Nate Ryan | MPR Photo
  Play Now [16:17]

by Jill Riley and Cecilia Johnson

June 08, 2020

Toki Wright has worn a lot of hats: artist, activist, The Current host, and most recently, educator; he spent years as the Department Head of Hip Hop Studies at McNally Smith and is now the Chair of Professional Music at Berklee College of Music. This week, he called up The Current's Jill Riley to speak on injustice, white silence, and the hard truths of "being Minnesotan."

Wright has spent most of his life in the Twin Cities. He came up through Minneapolis Public Schools and the University of Minnesota; signed to Rhymesayers for his debut solo album in 2009; then released the album Pangaea with producer Big Cats in 2014. Even after moving to Boston in 2018, he says, "I never left Minneapolis. I'm back frequently."

All this to say, he's intimately familiar with the beauties and shortfalls of the Twin Cities. In his interview with Jill, he speaks on the location of the city's garbage plant (downtown, right by North Minneapolis) and scrap yards (North Minneapolis contains several). He brings up racial disparities and redlining. He says, "We [Minnesotans] have the worst disparities in the country. These things that people have been crying out forever, and they've been downplayed and pushed back on."

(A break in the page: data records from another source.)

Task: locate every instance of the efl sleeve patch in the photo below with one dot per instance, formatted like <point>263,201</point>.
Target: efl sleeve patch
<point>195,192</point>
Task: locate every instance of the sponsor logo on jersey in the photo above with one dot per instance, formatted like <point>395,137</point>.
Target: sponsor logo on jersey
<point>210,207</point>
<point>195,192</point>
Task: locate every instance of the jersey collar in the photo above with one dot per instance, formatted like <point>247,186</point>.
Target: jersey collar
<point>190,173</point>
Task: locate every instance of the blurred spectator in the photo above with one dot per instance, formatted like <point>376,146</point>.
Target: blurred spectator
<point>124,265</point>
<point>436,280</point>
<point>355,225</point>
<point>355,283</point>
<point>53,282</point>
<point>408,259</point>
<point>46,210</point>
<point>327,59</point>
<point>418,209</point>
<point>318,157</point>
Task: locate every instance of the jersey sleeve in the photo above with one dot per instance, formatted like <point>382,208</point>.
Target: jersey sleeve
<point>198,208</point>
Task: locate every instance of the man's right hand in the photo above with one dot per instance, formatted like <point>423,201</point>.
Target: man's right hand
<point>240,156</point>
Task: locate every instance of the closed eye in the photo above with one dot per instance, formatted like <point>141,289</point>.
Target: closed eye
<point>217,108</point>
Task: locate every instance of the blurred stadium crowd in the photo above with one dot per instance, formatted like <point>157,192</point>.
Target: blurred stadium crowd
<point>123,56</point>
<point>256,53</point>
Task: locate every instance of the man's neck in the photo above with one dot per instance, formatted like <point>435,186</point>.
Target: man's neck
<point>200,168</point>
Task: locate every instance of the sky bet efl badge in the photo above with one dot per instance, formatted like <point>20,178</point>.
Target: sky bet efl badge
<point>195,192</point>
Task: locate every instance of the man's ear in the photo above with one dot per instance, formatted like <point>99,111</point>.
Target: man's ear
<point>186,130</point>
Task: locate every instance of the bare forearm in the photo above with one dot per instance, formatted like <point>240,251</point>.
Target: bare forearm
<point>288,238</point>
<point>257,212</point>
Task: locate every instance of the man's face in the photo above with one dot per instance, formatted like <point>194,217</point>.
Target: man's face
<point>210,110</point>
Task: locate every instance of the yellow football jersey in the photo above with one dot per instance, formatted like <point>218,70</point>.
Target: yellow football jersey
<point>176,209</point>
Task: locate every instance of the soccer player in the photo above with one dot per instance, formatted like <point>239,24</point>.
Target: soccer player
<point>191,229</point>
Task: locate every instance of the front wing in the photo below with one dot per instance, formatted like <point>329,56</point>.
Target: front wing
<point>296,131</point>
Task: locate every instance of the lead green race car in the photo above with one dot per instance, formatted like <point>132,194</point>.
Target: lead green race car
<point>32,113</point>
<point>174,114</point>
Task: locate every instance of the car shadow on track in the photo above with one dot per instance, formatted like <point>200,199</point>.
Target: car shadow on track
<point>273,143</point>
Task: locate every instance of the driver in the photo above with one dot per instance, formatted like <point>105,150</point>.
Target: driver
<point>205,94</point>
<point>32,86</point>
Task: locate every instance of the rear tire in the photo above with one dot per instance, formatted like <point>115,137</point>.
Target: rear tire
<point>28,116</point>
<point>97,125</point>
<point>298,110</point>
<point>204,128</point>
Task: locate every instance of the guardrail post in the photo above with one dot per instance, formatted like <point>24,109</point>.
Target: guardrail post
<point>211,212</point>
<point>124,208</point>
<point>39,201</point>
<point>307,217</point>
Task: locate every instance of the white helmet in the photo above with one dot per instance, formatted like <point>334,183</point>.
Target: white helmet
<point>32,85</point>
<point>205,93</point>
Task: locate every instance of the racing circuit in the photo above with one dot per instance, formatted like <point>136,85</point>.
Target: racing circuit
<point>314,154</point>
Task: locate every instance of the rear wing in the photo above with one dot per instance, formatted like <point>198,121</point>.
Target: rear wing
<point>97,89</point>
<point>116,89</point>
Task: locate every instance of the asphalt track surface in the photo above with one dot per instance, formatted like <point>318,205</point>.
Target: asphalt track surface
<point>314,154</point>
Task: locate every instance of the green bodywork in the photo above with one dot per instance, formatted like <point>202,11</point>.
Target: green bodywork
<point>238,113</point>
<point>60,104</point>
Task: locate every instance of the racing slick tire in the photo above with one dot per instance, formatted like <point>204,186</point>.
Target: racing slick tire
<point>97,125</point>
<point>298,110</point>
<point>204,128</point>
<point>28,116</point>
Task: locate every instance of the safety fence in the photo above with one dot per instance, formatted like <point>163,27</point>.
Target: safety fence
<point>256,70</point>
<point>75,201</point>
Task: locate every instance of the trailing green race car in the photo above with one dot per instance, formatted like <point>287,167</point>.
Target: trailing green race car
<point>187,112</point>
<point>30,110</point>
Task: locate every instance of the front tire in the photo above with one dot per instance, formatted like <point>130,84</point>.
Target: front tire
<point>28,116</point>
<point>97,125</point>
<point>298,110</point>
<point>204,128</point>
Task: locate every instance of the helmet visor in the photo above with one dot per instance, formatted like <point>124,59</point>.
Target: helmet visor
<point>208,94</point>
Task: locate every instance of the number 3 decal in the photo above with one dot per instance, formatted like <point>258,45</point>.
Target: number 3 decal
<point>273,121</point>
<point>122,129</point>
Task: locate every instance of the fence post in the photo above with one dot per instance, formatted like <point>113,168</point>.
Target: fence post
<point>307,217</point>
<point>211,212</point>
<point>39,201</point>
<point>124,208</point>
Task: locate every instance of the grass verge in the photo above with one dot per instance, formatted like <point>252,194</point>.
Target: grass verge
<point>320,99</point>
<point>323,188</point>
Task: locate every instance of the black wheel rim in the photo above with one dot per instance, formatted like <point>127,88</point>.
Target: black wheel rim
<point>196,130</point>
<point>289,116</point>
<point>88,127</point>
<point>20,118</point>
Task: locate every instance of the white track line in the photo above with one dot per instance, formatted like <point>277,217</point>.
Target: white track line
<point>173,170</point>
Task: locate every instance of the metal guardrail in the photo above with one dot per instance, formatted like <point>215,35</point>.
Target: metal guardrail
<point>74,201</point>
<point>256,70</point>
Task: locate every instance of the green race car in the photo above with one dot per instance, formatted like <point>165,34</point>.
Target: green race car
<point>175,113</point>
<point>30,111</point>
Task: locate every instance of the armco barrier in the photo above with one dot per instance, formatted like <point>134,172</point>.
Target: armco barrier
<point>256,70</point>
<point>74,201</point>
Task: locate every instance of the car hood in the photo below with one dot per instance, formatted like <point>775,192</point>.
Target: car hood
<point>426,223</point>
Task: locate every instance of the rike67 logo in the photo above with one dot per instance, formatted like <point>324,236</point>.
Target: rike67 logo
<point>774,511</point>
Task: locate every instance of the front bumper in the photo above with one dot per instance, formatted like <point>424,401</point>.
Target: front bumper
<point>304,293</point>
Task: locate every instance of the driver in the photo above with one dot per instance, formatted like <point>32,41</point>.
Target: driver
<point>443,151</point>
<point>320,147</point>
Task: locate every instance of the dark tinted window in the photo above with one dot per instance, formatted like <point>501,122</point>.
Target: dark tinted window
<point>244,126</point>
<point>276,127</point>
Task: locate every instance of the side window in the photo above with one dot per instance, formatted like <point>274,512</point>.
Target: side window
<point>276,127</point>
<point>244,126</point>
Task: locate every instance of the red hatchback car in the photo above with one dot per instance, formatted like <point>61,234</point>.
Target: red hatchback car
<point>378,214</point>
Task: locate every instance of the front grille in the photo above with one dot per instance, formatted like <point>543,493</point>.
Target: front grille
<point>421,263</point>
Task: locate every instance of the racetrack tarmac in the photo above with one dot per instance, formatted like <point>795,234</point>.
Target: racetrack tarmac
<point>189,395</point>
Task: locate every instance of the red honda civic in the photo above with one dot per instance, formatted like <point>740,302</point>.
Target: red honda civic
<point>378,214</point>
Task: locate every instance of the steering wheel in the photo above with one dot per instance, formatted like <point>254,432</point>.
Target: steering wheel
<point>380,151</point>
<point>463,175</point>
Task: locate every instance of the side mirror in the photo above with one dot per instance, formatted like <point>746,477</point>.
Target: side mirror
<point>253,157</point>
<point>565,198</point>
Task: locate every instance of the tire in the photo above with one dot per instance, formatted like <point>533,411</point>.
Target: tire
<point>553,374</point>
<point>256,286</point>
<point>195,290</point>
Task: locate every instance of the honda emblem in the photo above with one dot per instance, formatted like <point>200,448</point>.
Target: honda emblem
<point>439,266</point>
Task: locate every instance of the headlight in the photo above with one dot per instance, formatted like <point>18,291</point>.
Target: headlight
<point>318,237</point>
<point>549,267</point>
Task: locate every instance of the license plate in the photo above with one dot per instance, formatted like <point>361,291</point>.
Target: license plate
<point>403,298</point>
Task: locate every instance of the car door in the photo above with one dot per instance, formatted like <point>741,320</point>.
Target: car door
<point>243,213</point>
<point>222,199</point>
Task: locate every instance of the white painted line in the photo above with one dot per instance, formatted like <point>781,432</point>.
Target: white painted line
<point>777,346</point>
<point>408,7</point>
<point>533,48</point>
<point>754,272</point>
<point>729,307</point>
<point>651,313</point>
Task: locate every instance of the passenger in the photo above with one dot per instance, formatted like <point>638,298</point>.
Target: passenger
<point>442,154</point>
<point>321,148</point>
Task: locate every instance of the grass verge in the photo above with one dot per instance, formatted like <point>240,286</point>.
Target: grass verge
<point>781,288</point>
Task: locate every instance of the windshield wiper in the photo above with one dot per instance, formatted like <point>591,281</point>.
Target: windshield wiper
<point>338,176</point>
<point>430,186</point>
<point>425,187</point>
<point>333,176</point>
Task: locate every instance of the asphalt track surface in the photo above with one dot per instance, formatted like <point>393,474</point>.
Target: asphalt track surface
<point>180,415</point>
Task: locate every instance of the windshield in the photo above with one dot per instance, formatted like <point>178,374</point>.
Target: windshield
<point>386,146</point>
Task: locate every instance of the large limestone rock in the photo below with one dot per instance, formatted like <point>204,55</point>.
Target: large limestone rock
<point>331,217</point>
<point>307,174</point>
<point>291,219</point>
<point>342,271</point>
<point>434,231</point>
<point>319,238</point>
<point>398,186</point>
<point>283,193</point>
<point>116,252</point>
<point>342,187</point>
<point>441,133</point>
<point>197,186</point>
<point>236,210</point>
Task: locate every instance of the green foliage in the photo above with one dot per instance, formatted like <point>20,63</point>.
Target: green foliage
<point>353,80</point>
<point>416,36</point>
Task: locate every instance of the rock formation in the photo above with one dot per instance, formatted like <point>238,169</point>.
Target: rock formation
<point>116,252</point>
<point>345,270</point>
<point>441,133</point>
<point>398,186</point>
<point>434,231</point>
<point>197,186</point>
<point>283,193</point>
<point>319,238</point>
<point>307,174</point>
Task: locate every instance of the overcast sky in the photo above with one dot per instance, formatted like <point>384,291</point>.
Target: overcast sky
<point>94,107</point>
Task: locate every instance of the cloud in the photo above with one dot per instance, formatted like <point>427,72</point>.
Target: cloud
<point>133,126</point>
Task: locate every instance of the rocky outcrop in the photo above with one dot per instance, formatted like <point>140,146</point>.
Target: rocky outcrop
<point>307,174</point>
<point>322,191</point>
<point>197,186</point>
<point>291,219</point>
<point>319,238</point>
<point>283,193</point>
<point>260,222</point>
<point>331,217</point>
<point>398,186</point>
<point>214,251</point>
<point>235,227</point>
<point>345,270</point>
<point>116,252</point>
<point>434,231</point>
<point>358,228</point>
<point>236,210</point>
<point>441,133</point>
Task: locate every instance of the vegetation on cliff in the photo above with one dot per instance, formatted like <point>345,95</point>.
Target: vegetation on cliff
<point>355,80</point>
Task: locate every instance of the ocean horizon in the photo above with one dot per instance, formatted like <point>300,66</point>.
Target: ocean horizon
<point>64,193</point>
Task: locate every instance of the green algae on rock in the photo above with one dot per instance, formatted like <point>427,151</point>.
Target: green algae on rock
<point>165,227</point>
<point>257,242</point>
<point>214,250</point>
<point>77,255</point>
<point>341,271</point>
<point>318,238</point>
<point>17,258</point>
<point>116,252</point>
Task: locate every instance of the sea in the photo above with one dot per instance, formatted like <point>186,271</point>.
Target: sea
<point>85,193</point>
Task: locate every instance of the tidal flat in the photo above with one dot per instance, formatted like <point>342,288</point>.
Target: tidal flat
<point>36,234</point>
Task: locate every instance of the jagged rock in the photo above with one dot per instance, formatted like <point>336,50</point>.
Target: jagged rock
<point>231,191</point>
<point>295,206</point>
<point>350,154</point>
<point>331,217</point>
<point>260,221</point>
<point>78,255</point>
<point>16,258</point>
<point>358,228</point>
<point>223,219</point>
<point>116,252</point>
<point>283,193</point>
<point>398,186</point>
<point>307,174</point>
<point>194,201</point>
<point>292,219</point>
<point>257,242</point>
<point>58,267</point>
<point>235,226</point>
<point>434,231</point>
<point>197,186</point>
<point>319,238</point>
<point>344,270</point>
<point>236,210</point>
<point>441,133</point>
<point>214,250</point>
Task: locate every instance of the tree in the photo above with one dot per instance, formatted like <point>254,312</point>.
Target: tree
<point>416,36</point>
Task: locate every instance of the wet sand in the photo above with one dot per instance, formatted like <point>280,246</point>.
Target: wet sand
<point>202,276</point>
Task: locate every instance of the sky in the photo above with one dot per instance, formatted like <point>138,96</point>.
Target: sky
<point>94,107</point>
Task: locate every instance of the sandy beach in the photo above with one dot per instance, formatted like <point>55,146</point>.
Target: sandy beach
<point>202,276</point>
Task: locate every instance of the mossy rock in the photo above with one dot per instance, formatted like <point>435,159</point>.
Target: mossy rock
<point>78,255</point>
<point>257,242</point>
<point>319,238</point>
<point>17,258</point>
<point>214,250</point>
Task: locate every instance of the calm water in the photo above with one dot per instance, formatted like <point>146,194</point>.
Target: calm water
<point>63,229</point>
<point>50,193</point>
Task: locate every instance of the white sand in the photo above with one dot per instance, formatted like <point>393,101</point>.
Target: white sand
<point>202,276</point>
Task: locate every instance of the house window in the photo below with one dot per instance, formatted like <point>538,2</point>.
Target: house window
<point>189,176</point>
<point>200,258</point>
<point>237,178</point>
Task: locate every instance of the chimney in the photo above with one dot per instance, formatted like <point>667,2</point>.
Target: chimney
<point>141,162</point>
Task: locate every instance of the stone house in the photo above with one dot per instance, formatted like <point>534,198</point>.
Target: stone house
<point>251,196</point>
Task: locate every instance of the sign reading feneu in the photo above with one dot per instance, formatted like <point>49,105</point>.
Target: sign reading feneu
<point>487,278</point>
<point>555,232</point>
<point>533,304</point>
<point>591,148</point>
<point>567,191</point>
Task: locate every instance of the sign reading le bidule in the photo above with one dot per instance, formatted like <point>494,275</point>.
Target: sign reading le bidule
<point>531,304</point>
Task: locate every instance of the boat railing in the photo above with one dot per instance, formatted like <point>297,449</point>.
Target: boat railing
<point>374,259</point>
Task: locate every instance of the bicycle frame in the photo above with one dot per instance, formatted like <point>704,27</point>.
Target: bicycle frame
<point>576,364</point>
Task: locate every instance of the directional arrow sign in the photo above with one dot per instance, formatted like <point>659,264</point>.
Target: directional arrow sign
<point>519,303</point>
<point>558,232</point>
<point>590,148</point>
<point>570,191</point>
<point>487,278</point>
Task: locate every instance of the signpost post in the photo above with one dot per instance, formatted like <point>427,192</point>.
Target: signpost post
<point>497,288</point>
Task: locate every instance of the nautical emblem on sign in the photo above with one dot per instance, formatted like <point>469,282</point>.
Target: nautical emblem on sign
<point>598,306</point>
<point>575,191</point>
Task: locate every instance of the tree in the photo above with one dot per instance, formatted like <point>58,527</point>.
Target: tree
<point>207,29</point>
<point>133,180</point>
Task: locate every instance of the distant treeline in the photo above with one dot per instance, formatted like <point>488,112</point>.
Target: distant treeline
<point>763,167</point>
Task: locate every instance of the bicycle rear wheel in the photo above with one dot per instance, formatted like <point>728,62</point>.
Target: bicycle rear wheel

This spring, as George Floyd joins the too-long list of BIPOC people who have been killed by police officers, many formerly silent people are having to face the injustice inflicted upon their neighbors. "It's a very pick-a-side moment," Wright says. "Either you see it and you want to do something about it, or you see it and you don't care [...] This is the moment where you have to choose."